Die Belegschaft ist: aufgebracht. "Wir wollen diese Reform nicht!", hielt der Zentralbetriebsrat unter Robert Kocmich (SPÖ) in einer Information an die Mitarbeiter gleich fest. Die Reform sei sachlich nicht zu begründen und nicht nötig, sagt Kocmich.

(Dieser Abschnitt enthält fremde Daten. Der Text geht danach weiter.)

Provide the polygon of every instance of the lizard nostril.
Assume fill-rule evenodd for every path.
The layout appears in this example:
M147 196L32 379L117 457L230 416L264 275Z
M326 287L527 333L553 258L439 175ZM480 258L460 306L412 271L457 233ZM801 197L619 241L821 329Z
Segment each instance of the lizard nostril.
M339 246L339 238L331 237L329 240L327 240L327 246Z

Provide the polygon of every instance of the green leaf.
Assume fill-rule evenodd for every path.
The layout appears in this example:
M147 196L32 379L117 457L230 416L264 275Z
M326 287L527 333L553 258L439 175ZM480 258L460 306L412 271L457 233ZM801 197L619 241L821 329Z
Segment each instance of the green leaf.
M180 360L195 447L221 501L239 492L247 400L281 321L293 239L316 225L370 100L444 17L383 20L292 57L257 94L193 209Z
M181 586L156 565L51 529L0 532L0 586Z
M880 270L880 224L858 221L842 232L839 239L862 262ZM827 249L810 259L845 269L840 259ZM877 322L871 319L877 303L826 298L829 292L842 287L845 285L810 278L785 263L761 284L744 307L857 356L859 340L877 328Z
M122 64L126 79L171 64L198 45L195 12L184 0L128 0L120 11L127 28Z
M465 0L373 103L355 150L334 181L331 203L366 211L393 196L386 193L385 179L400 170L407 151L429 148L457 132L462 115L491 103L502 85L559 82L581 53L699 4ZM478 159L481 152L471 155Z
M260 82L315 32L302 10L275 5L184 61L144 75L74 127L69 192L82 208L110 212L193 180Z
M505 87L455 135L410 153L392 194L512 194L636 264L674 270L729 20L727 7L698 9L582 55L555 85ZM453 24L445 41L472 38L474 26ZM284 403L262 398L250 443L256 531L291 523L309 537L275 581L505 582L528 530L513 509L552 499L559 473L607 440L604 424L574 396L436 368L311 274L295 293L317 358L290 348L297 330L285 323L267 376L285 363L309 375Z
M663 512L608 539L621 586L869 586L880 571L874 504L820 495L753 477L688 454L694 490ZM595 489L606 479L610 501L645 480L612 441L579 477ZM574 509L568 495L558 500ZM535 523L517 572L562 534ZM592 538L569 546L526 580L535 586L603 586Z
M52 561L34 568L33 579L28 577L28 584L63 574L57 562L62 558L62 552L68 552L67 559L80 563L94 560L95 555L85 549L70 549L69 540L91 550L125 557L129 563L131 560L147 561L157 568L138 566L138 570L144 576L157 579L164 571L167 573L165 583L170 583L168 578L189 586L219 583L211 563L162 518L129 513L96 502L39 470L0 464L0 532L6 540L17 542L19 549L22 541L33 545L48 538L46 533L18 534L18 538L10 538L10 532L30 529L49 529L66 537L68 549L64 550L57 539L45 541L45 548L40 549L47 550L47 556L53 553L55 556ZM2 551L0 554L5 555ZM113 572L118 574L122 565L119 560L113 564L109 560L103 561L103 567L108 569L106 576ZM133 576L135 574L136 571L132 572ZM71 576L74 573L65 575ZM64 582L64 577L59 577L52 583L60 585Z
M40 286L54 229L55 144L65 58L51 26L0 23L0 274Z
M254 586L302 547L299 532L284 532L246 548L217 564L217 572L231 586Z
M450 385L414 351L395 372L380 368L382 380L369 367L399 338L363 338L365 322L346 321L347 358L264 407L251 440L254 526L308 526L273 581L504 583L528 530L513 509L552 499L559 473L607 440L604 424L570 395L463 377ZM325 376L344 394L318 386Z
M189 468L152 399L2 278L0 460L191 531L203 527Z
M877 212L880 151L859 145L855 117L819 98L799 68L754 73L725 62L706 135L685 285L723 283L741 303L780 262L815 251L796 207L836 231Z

Hinter vorgehaltener Hand sind härtere Worte zu hören, ist gar von einer "Orbánisierung" der Aufsicht die Rede. In einem Flugblatt einer Minderheitsfraktion des Betriebsrats an die Betroffenen ist nicht nur von einem "inakzeptablen Eingriff in Ihre Arbeitsbedingungen" die Rede. Die geplante Reform ziele zudem auf eine Schwächung der Bankenaufsicht ab. Die Notenbanker befürchten quasi einen aufsichtstechnischen Zahnausfall: "Unter dem Deckmantel der Stärkung der Serviceorientierung" werde da eine "Aufsicht ohne jeden Biss" entstehen. Hintergrund: Laut Regierung soll in der FMA künftig auch das Motto "Beraten statt Strafen" zur Anwendung kommen.

Unabhängigkeit in Gefahr

Summa summarum widerspreche die Reform der Unabhängigkeit der OeNB und dem Notenbankgesetz. Die Aufforderung der Betriebsratsmitglieder ans Präsidium des Generalrats unter Wirtschaftskammerchef Harald Mahrer (ÖVP) und Barbara Kolm (FPÖ) sowie ans OeNB-Direktorium: "Schützen Sie unsere KollegInnen!" Besonders Mahrer sei aufgerufen, "öffentlich (...) gegen die Schwächung der Bankenaufsicht durch die Regierung aufzutreten", heißt es spitz. Mahrer sieht die Sache freilich als eine des Direktoriums, so seine Sprecherin.

Im Finanzministerium versteht man die Aufregung nicht. Von einer Orbánisierung könne keine Rede sein, die Unabhängigkeit der OeNB bleibe gewahrt. FMA und OeNB würden zudem in die Gesetzeswerdung eingebunden.